PyCon Indonesia 2017: Part-of-Speech Tagger for Bahasa Indonesia Using Hidden Markov Model and Viterbi Algorithm

Date:

Each word in a sentence has its own word class. In Natural Language Processing, the word class is also known as part of speech (POS). Some examples of word class are noun, verb, adverb, adjective, and so on. This word class denotes the role of a word in a sentence. Moreover, their sequence builds the structure of a sentence. For instance, a sentence has a general structure, namely the sequence of noun, verb, and noun.

This talk gives discusses an approach for predicting the possible sequence of part of speech based on the given sentence (the sequence of words). In probabilistic way, it could be stated as the probability of Y given X, where Y is the sequence of part of speech and X is the sequence of words.
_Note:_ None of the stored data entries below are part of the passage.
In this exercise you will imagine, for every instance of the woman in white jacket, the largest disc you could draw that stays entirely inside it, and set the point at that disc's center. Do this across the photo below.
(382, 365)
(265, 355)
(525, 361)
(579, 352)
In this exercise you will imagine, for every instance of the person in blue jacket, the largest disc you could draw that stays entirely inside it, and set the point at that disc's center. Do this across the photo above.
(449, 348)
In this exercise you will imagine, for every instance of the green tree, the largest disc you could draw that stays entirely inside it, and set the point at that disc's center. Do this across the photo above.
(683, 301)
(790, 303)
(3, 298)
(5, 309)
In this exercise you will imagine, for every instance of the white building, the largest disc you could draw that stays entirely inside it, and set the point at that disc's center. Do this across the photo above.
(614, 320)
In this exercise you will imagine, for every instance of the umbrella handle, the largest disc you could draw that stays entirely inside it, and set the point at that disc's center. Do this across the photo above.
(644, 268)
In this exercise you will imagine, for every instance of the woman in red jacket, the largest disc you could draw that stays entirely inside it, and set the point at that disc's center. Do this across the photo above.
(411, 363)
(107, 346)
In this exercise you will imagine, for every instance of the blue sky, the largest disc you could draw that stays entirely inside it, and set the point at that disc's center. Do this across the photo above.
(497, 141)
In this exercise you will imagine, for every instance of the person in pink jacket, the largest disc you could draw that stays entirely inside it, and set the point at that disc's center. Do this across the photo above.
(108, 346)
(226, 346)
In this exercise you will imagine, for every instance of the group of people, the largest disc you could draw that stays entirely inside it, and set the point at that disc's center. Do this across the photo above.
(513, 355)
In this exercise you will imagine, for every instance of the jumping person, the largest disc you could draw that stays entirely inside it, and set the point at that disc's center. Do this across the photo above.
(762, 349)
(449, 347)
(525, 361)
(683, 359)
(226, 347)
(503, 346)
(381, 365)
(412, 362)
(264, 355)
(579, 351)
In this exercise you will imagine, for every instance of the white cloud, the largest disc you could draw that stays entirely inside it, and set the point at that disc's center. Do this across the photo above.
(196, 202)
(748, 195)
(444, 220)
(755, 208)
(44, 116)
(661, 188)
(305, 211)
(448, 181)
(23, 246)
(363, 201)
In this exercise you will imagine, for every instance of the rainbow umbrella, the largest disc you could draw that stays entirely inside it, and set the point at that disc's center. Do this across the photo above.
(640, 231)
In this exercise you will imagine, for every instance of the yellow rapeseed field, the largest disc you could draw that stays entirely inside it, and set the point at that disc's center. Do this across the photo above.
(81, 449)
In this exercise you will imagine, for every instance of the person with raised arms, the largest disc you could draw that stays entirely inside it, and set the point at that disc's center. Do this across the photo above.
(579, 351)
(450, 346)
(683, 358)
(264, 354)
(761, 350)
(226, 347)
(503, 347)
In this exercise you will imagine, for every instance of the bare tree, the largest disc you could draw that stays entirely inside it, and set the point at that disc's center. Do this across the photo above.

The model is built by implementing the Hidden Markov Model (HMM) and Viterbi algorithm. The creation process uses the transition probability and emission probability from every word found in the training data. The transition probability denotes the probability of a part of speech to occur given certain part of speech. For instance, P(V given N) is the probability of Verb class to occur after the Noun class. While the emission probability denotes the probability of word to occur given certain part of speech. For instance, the emission probability P(language given N) is the probability of word ‘language’ to occur and have Noun class as its part of speech.

To evaluate the built model, the Viterbi algorithm is used. This algorithm searches for the best sequence of part of speech and is consisted of two steps, namely forward step and backward step. The forward step is used to find the best path containing the part of speech, whereas the backward step is used to regain the best path.